A questão é entender o que há com o Concílio que poderia ter causado uma tal ruptura.

“A priori, o Concílio em si não tem muito a ver, independentemente do que os fundamentalistas e tradicionalistas digam”, escreve Cuchet.

Por outro lado, o autor suscita dúvidas concernentes à prática pós-conciliar na França, que frequentemente foi “elitista” e pobremente adaptada para uma forma mais cultural de prática.

Sem dúvida, os padres daquela época concluíram, de um modo extremamente rápido, que o marco que enquadrava esta prática, incluindo a obrigação dominical, as orações populares, as comunhões solenes, etc., era meramente sociológico, sem valor algum mais profundo.

Um discurso pastoral completo, que nada tem a ver com o conteúdo dos documentos conciliares, começou a estabelecer uma nova hierarquia de obrigações para os fiéis.

Nesta hierarquia, a frequência diligente à missa não mais tinha a mesma importância que o envolvimento na vida social e comunitária ou que o respeito pela liberdade de consciência.
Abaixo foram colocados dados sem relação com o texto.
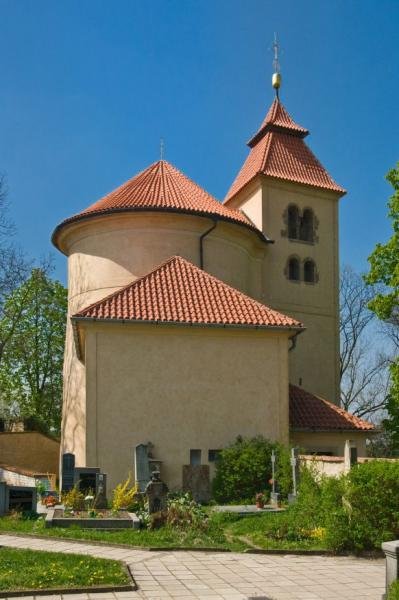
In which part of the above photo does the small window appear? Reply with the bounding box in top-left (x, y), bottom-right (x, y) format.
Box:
top-left (303, 259), bottom-right (316, 283)
top-left (288, 258), bottom-right (301, 281)
top-left (288, 204), bottom-right (299, 240)
top-left (208, 450), bottom-right (220, 462)
top-left (190, 450), bottom-right (201, 467)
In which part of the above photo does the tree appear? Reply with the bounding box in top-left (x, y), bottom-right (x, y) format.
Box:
top-left (0, 268), bottom-right (67, 433)
top-left (366, 162), bottom-right (399, 448)
top-left (0, 176), bottom-right (31, 364)
top-left (340, 266), bottom-right (389, 418)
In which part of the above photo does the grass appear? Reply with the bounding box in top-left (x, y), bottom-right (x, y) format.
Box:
top-left (0, 548), bottom-right (130, 591)
top-left (0, 513), bottom-right (325, 552)
top-left (388, 581), bottom-right (399, 600)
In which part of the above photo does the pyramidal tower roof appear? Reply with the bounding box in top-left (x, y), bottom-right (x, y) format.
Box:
top-left (53, 160), bottom-right (266, 246)
top-left (224, 97), bottom-right (345, 203)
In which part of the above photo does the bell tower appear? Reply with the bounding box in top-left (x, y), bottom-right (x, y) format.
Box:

Este “afastamento coletivo da prática obrigatória sob a ameaça de pecado mortal”, como caracteriza Cuchet, teve um efeito desastroso na frequência à igreja.

Esse efeito ampliou-se com o fato de ter ocorrido dentro de uma mudança mais generalizada nas formas de autoridade, tanto na família quanto no campo da educação.

Corroborando o seu argumento, Cuchet examina a prática do sacramento da Reconciliação, que teve uma queda enorme por volta de 1965, e as mudanças na pregação concernentes aos fins dos tempos e à Salvação.

Apesar disso, o livro não é uma acusação do Vaticano II. Pelo contrário, ao se recusar a permitir que o tema continue sendo um tabu, Cuchet faz com que estes eventos sejam postos dentro de um contexto mais amplo da história no longo prazo, a começar com a Revolução Francesa, e que evolução geral da sociedade como um todo, a partir de 1968, ampliou-se e multiplicou-se.

Uma crise inevitável

Como observa Cuchet, a crise era inevitável. O Concílio não causou a ruptura, que teria acontecido de qualquer forma. No entanto, ele a desencadeou e acresceu uma intensidade particular ao evento.

Não foi tanto a mudança, mas a forma como foi acompanhada pastoralmente que está em causa.

Não há dúvidas de que o quase desaparecimento do catolicismo popular em nosso país pode ser, hoje, explicado, pelo menos em parte, pela implementação de uma forma de prática pastoral restringida a uma elite ultraeducada, ultraconsciente.

Isso deixou de lado os fiéis menos compromissados, que praticavam a sua religiosidade por meio de um marco baseado em sacramentos mais acessíveis. As necessidades destes fiéis não foram suficientemente sanadas.

Por outro lado, teria sido difícil escrever este livro tempos atrás por causa da “santuarização do Concílio Vaticano II” e por causa dos medos em apresentar argumentos aos fundamentalistas.

Sem dúvida, este livro terá um impacto na historiografia do catolicismo na França e deverá levar a um debate apaixonado.